Monday, June 16, 2008

Ghent, Belgium


Mills and I went for a random weekend away in Ghent, Belgium. A beautiful city with medival/renaissance buildings. You can really see the French and Dutch influence... literally, one building will look like a Parisian home, the next has a pointed roof and gables.

The historic centre is really small, but has about 4 cathedrals and a castle, so plenty to see on the weekend. Ghent is often done with a visit to Brugge as well, but we decidedly to just relax and enjoy Ghent (it is half an hour closer to Den Haag and Brugge is apparently the European equivalent of a tourist village, and therefore more crowded. Ghent is more 'authentic', sneer the locals...)

It really was lovely - we stayed in a hotel just across from Castle Gravensteen, which used to house the Counts of Flanders and various other VIPs from the 1100s on. Every room in the castle seems to have some historic link to torture, even the abbey was at one stage used to 'contain' and get confessions from prisoners. There was a whole collection of medieval torture tools that absolutely turned my gut. Naaaasty stuff.


Walking through town was pleasant enough, although the weather didn't help, with random downpours that lasted 10-20 minutes at time. We tried to avoid them by stopping for a bite or some coffee each time it started raining, but our attempts were foiled by the rain gods - it would generally stop raining just as our food had arrived, then start raining again 5 minutes after stepping off on our walking tour...

It did not help that I had beautifully straightened my hair that morning, in an attempt to look nice for our planned romantic dinner later that day. Please understand that straightening my hair is not something to be taken lightly. It requires pre-preparation and reliable weather forecasts. Downpours of rain that wet the hair, then dry patches where the weather warms up, followed by downpour and dry patch (rinse and repeat) adds frizz upon frizz layer to my carefully 'straightened' hair, until eventually I look like a frothy capaccino. This weather led to a mild princess fit on my behalf, where I went off to the hotel room to regroup and Mills went off in another direction (any where other than where I was going) and returned with a placative offering of Belgium chocolates. Clever boy.

The next day was more of the same - more gothic cathedrals and medieval revisiting. More dry weather mixed with thundershowers. The fact that we had an umbrella with us did little to help our relationship... as Confucious would say, "one brolley a couple half happy does make". Or something similar. When Mills was controlling the umbrella, I had to walk with my body at 45degree angles and when I was controlling the umbrella... well, it was perfect, but he was muttering something and I wasn't really listening.

As the sky got darker and the rain got heavier, we decided to make our way back to the hotel for the final time.
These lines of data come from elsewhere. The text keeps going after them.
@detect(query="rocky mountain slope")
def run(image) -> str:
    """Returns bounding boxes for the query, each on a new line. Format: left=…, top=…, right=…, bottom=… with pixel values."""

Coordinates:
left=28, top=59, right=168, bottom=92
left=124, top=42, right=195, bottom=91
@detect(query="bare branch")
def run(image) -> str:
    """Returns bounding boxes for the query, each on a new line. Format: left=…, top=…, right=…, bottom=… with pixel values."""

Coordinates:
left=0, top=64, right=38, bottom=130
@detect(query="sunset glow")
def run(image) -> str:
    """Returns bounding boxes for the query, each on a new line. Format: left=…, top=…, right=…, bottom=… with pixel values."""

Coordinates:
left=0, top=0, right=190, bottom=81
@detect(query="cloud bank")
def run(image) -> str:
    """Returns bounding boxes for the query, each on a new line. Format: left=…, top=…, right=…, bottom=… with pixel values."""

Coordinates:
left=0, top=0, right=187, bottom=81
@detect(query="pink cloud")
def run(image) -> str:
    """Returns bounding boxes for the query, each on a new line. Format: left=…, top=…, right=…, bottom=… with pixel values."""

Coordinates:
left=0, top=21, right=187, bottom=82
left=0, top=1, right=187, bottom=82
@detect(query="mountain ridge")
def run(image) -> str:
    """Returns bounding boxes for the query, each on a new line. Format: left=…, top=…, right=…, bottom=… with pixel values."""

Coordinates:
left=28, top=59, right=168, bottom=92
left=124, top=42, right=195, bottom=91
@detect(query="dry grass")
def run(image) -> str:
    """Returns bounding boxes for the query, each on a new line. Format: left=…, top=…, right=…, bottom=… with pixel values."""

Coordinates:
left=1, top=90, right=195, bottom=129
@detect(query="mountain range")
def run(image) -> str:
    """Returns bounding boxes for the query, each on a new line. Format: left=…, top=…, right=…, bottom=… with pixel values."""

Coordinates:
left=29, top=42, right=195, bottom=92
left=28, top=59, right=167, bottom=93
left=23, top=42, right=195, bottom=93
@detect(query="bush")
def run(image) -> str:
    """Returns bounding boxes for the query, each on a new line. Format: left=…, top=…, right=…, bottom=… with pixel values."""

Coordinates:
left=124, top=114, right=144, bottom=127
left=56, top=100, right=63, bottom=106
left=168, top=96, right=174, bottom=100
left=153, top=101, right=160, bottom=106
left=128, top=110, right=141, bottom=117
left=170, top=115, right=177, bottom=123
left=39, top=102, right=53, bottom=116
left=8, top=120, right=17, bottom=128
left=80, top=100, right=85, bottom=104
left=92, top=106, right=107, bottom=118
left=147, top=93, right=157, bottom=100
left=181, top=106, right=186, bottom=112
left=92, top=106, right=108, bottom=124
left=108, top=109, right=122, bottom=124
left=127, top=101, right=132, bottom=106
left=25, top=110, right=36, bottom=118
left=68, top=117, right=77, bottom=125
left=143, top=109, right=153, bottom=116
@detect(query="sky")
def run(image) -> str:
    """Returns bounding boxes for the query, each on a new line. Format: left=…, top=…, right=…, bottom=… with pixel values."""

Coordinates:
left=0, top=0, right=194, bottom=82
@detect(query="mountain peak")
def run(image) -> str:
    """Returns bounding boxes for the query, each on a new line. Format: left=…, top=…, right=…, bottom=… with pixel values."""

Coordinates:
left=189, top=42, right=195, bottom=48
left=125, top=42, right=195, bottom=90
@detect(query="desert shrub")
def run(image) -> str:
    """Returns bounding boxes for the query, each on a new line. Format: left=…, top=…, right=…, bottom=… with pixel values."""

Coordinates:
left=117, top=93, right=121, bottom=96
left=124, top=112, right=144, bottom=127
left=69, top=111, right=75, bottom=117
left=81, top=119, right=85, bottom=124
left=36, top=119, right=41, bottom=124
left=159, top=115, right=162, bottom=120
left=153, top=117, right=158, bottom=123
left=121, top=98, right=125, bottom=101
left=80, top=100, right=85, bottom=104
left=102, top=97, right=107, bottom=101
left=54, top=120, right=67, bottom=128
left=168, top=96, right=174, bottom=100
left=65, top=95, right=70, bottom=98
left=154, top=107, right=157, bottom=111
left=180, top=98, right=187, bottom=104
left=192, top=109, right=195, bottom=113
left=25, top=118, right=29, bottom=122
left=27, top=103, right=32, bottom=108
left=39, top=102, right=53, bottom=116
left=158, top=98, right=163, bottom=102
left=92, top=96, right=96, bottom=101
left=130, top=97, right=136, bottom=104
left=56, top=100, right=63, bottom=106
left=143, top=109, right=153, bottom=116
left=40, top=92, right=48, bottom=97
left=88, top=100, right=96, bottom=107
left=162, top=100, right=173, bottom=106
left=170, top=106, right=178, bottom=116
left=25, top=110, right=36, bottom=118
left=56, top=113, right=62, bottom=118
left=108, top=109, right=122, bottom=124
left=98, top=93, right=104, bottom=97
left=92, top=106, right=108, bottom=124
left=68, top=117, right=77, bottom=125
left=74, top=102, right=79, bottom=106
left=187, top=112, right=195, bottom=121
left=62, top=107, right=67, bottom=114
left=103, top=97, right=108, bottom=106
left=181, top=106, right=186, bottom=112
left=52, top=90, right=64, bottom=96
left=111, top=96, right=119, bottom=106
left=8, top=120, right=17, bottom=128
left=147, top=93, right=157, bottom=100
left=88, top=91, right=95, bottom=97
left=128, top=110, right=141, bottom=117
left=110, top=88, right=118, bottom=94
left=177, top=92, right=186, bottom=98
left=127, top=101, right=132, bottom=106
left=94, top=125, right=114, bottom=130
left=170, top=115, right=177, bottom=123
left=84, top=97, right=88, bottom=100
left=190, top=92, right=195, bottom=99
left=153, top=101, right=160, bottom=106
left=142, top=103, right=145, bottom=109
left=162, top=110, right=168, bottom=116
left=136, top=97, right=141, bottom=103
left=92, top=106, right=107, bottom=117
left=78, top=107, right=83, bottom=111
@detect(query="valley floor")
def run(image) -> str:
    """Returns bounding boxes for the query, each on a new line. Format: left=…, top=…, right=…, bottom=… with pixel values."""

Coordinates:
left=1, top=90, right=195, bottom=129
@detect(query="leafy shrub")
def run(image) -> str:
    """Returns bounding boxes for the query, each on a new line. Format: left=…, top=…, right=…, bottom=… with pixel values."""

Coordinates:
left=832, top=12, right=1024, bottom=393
With the umbrella pulled as close to our heads as possible (TOO close - I felt like the spokes were growing out of my spinal column), and both of us trying to walk in different directions around puddles and piles of horse and/or dog poo, we were not making ground quickly. About 100m from our hotel it really started tipping down and we found shelter underneath scaffolding set up along the road. It seemed a good enough option, and we certainly weren't alone in our sanctuary. I noticed that we were actually down a slope from the road and even remember thinking that it was amazing that there was no water running underneath our feet....

...with that the weather gods weighed in again. The wind changed direction and rain started slanting directly into us. We had no where to go but sideways, and were now getting just as wet as if we had been standing in the middle of the bloody square opposite us. And it was now starting to flood under our feet. Quickly.

As the wind whipped around us, the umbrella went tits up (literally) and we decided we had nothing for it but to run to the hotel. It was just around the corner. Mills and I took off, to the delight of onlookers, safe in their residential shelter. Bastards. Halfway across the square, it started to hail. Hard.

By the time we squelched into the hotel we looked like we had just swum up the nearby river. But I'm glad we could amuse the locals as we squelched and squealed our way across that sodden square in the mother of all hailstorms.

Belgium - good food, good chocolates, shit weather.

4 comments:

Anonymous said...

It's water! Are you a witch?

Koekie said...

I melt like a sugar cube.

Anonymous said...

I love a really frothy capuccino!
Thanks for the laugh.
Jouma x

Anonymous said...

Happy Happy to the Gingerbeard Man!

Sounds like a fabulous weekend. The photo of the castle brought back memories of when we were in Ghent!